The furor surrounding ChatGPT remains at a fever pitch as the ins and outs of the AI chatbot’s potential continue to make headlines. One issue that has caught the attention of many in the security field is whether the technology’s ingestion of sensitive business data puts organizations at risk. There is some fear that if one inputs sensitive information — quarterly reports, materials for an internal presentation, sales numbers, or the like — and asks ChatGPT to write text around it, that anyone could gain information on that company simply by asking ChatGPT about it later.
On March 22, OpenAI CEO Sam Altman confirmed reports of a ChatGPT glitch that allowed some users to see the titles of other users’ conversations. On March 20, users began to see conversations appear in their history that they said they hadn’t had with the chatbot. Altman said the company feels “awful” but the “significant” error has now been fixed.

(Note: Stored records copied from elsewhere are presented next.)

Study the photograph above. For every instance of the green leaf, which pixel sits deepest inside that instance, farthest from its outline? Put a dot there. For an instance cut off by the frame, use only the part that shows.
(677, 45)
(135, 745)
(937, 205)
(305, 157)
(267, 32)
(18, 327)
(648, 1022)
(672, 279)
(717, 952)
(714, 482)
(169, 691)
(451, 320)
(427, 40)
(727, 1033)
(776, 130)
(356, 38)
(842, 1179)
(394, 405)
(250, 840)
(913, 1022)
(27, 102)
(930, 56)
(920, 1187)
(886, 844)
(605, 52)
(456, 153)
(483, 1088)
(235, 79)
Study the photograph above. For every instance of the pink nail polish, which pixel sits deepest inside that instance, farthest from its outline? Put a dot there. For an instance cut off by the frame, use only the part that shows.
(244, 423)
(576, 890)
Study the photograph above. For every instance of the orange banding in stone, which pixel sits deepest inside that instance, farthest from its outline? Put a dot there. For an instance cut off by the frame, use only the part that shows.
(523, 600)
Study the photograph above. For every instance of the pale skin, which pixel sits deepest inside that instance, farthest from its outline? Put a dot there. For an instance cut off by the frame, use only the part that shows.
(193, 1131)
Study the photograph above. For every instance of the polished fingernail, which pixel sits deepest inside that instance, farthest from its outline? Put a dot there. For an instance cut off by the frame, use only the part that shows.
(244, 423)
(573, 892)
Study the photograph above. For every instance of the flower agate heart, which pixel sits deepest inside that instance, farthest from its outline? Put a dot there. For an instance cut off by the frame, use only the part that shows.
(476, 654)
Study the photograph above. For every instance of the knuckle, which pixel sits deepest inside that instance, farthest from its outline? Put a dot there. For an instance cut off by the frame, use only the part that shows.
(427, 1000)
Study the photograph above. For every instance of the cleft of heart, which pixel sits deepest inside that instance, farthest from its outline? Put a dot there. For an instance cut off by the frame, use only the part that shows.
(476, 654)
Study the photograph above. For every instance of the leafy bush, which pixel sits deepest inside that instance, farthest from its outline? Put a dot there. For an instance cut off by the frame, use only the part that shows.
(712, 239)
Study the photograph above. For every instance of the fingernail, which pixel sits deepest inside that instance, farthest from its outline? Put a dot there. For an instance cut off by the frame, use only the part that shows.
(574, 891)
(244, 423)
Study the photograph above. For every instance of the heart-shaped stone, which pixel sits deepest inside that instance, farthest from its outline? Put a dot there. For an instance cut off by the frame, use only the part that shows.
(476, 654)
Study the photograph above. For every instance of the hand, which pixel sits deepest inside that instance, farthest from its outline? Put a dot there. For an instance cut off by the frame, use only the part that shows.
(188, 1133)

“We had a significant issue in ChatGPT due to a bug in an open-source library, for which a fix has now been released and we have just finished validating. A small percentage of users were able to see the titles of other users’ conversation history,” Altman said.
The implications of chatbots remembering and learning from user input could be far-reaching: Imagine working on an internal presentation that contained new corporate data revealing a corporate problem to be discussed at a board meeting. Letting that proprietary information out into the wild could undermine stock price, consumer attitudes, and client confidence. Even worse, a legal item on the agenda being leaked could expose a company to real liability. But could any of these things actually happen just from things put into a chatbot?
ChatGPT doesn’t store users’ input data — does it?
The UK’s National Cyber Security Centre (NCSC) shared further insight on the matter in March, stating that ChatGPT and other large language models (LLMs) do not currently add information automatically from queries to models for others to query. That is, including information in a query will not result in that potentially private data being incorporated into the LLM. “However, the query will be visible to the organization providing the LLM (so in the case of ChatGPT, to OpenAI),” it wrote.
“Those queries are stored and will almost certainly be used for developing the LLM service or model at some point. This could mean that the LLM provider (or its partners/contractors) are able to read queries and may incorporate them in some way into future versions,” it added. Another risk, which increases as more organizations produce and use LLMs, is that queries stored online may be hacked, leaked, or accidentally made publicly accessible, the NCSC wrote.
Ultimately, there is genuine cause for concern regarding sensitive business data being inputted into and used by ChatGPT.
Likely risks of inputting sensitive data to ChatGPT
LLMs exhibit an emergent behavior called in-context learning. During a session, as the model receives inputs, it can become conditioned to perform tasks based upon the context contained within those inputs. This is likely the phenomenon people are referring to when they worry about information leakage. However, it is not possible for information from one user’s session to leak to another’s. Another concern is that prompts entered into the ChatGPT interface will be collected and used in future training data.
Although it’s valid to be concerned that chatbots will ingest and then regurgitate sensitive information, a new model would need to be trained in order to incorporate that data. Training LLMs is an expensive and lengthy procedure, and he says he would be surprised if a model were trained on data collected by ChatGPT in the near future. If a new model is eventually created that includes collected ChatGPT prompts, our fears turn to membership inference attacks. Such attacks have the potential to expose credit card numbers or personal information that were in the training data. However, no membership inference attacks have been demonstrated against the LLMs powering ChatGPT and other similar systems. That means it’s extremely unlikely that future models would be susceptible to membership inference attacks, though it’s possible that the database containing saved prompts could be hacked or leaked.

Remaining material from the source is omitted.